Clap, deuxième ! Le Lycée Raspail a ouvert ses portes, le 3 octobre dernier, à la nouvelle édition d’un tout jeune festival qui se propose de projeter et récompenser les meilleurs travaux des classes parisiennes de l’option cinéma. Cette réjouissante initiative permet à la fois de valoriser les résultats d’activités souvent considérées comme auxiliaires au sein du lycée – on connaît les difficultés des disciplines artistiques – et de les soustraire au simple statut d’exercice.
Nous ne nous attarderons pas sur l’étrangeté qu’il y a à revenir au lycée dix ans plus tard, assez tôt le samedi matin, alors que Paris, prolongeant sa grasse matinée, fonctionne encore au ralenti. La manifestation qui nous accueille intra muros, s’applique à reproduire tous les rituels d’un festival : tapis rouge, distribution de sacoches, amphithéâtre rutilant, présentateur très professionnel, remise de prix. Un impressionnant jury est réuni pour l’occasion : présidé par la jeune cinéaste Mia Hansen-Løve, il compte dans ses rangs l’ex-directeur de casting et maintenant producteur Dominique Besnehard, Ève Guillou, réalisatrice et directrice de casting, ainsi que trois étudiants de la Fémis. Cette accumulation de signes prestigieux ne semble viser qu’à une chose : affirmer la valeur intrinsèque des films tournés dans le cadre de l’option cinéma, appuyer leur indépendance envers toute forme de tutelle, qu’elle vienne de l’État ou des établissements (privés et publics). Le message est clair : nous ne sommes pas invités à évaluer des devoirs collectifs, mais des œuvres à part entière. Le léger (et charmant) goût de simulacre de l’événement n’est que le résultat d’une importante considération : des films négligés partout ailleurs pour leur (apparente) immaturité sont ici indéfectiblement pris au sérieux. Ainsi, leur projection « officielle » évite qu’ils ne fussent tournés pour rien et relégués à jamais dans les poussiéreuses archives d’un CDI. Le CLAP (association du « Cinéma Lycéen À Paris ») boucle la boucle en soumettant ces films à l’épreuve d’un public à la fois curieux (de cet étrange objet qu’on appelle « film lycéen ») et désintéressé (d’une éventuelle notation).

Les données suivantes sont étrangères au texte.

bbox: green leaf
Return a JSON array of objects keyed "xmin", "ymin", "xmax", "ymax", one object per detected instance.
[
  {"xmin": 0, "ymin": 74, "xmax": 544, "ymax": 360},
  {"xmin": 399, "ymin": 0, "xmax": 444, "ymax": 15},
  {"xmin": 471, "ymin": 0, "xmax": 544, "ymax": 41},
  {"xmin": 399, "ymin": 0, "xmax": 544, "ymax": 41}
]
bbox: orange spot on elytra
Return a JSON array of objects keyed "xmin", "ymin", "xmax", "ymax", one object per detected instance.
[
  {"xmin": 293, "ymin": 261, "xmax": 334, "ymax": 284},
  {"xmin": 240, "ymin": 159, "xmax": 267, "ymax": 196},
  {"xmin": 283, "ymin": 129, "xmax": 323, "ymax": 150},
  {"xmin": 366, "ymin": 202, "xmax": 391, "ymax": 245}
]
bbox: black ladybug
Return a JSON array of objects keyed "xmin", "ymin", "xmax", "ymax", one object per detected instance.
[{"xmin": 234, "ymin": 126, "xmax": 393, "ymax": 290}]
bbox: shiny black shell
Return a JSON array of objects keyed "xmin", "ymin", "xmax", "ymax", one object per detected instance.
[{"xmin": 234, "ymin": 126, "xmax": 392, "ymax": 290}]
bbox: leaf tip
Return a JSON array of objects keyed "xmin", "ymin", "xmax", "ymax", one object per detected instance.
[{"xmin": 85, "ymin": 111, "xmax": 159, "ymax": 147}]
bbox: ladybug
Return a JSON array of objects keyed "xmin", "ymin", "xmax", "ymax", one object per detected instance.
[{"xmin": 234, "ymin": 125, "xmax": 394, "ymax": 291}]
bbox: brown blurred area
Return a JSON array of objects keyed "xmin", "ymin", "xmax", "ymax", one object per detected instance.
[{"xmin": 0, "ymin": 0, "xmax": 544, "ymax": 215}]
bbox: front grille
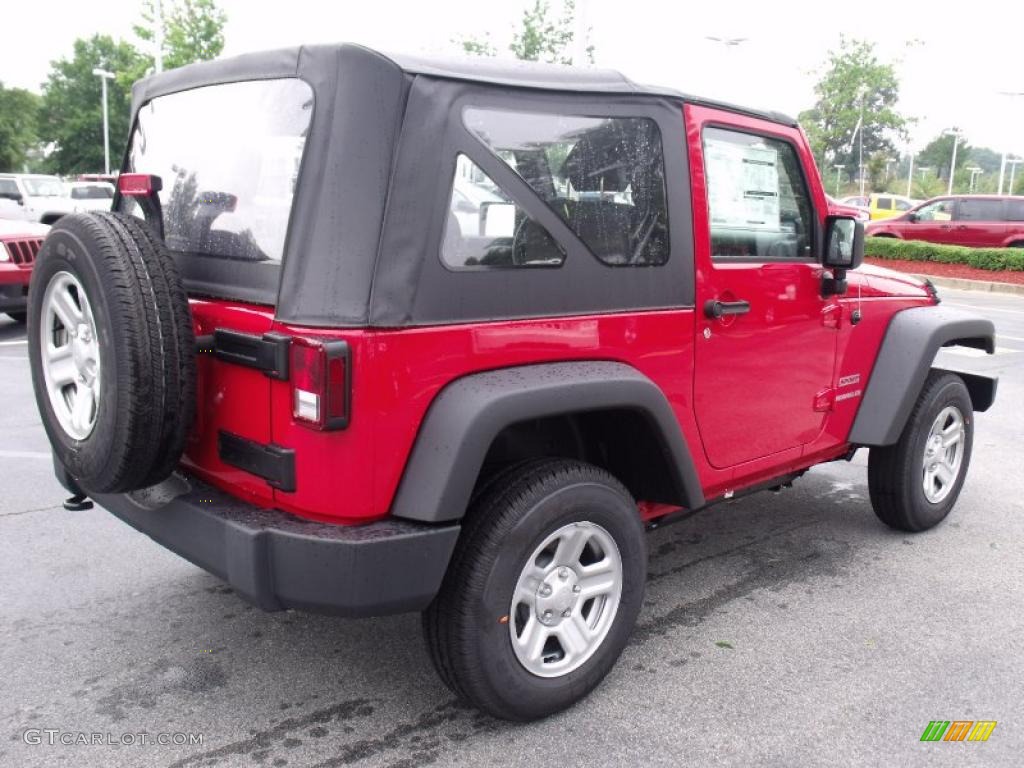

Et les films, alors ? Quelles images d’eux-mêmes, de leur imaginaire ou du monde les lycéens de Paris nous ont-ils offertes cette année ? Commençons par les plus attendues. L’un des soucis naturels du lycéen est de faire rire ses camarades. Aucune objection à cela. Seulement, la plupart des films à vocation comique présentés lors de cette édition n’ont pas su trouver d’autre mode d’expression que celui de la parodie. Or, la parodie ne sert bien souvent qu’à se cacher sous des images préexistantes, à les imiter paresseusement sur un registre potache. Qu’il s’agisse de se fondre aux formes d’une émission de télévision (Télélapin, Lycée Bergson), du cinéma muet (C’est la Saint-Valentin, Lycée Diderot) ou du film d’horreur (Derrière toi, Lycée Autogéré), la parodie est toujours asservie à ce dont elle se moque. Dans la mesure où elle revendique le fait de ne pas se prendre au sérieux, elle se juge d’emblée plus faible qu’un film au premier degré. Dommage. Une comédie surprenante a pourtant réussi à sortir de cette logique. Dans La Craie de Clément Laforce (Lycée Rodin), la pénurie de ces petits bâtons blancs en titre, organisée au sein d’un lycée par un professeur de sport frustré, cause une floraison de trafics et d’addictions au poudreux agglomérat. L’astuce du film est d’avoir subverti le signifiant « drogue » par le signifié « craie ». S’en suit un réjouissant comique de l’absurde, assez buñuelien dans l’esprit : l’on assiste, entre autres, à une hilarante scène de deal entre un élève blasé et une prof de français qui, en manque patent de ses précieux consommables, en perd son latin. Le film, plutôt maladroit dans l’ensemble, manie ainsi quelques habiles déplacements.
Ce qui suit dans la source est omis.